I enjoy my birthdays even though lately I don't go out, but just stay home, eat and play games.
I've noticed this for about five to six years now that the days before my birthday is what gives me anxiety, so I try fill in the days with things to do.
My birthday is coming up next month and I'm currently in my hometown visiting and spending time with family. It's funny because over the years I've discovered it's the one place that I can be free and easily let go.
I'm not an outgoing person so a lot of times I spend my free time indoors, reading and playing games. But my hometown is the one place where I hardly stay indoors, because everything seems different.
There's a lot to do, things to see. Almost every month there's always a masquerade celebration and it's perhaps one of the most fun thing about my visits.
This time around a new king was recently crowned and they declared a nine month celebration for the masquerades (crazy right).
Even though I'm deathly scared of the masquerades and their long canes(lol, I know I should be embarrassed admitting this), it's still fun watching them from a safe distance.
If I'm not watching the masquerade dance or taking a walk, I'll probably be at the football field having fun with the guys.

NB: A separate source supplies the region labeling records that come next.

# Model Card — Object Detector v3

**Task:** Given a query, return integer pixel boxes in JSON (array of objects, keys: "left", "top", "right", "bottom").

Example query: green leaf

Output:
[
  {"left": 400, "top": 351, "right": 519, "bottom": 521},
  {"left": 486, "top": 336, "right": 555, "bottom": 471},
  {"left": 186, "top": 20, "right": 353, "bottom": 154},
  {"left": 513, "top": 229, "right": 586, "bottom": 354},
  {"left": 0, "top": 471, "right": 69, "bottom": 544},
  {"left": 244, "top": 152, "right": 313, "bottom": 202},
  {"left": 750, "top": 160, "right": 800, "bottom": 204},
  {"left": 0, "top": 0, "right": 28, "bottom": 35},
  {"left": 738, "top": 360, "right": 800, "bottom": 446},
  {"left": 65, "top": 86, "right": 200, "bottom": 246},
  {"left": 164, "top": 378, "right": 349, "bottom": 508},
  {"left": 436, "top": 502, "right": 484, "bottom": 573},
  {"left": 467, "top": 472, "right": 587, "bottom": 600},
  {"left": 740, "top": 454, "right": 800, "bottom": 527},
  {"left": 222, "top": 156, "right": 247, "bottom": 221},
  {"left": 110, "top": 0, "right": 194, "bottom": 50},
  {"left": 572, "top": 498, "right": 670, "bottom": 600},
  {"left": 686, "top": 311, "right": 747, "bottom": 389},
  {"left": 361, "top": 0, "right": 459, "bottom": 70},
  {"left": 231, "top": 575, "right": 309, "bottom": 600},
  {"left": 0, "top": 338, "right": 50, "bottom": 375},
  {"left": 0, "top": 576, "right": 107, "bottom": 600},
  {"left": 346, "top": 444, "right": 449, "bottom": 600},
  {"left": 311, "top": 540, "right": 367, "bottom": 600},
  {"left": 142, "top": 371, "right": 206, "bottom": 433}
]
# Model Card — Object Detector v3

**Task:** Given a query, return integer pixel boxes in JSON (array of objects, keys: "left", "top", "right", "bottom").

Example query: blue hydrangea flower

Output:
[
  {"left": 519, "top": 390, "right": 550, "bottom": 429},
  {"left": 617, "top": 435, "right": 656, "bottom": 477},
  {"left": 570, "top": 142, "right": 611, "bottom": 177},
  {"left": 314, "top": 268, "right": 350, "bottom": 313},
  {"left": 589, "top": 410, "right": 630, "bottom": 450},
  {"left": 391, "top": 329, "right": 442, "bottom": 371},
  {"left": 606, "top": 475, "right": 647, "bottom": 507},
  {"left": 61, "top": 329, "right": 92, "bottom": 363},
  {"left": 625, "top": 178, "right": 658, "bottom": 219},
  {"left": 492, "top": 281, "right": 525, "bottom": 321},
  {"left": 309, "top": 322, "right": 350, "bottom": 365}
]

I'm not sure about you, but there's really no time to be feeling down with so much fun happening around me.
On the other hand it would've been a completely different scenario if I was at my base where I live and not my hometown.
The only three things that seem to work then are reading, gaming and eating an unusual amount of food.
Reading is something I do of the time, so it's actually gaming and food that helps me deal with emotional stress.
They say the way to the heart of an African man is through his stomach and through good food, and I believe this to be true.
What African man would say no to a big bowl of pounded yam and egusi soup? If he still says no, then his problem doesn't have a solution.
Many times when I'm down I simply go on a night out with my guys, get some good food, engage in banter, and by morning I'm in a good mood again. It's probably one of the only times I consider going out to have fun at night.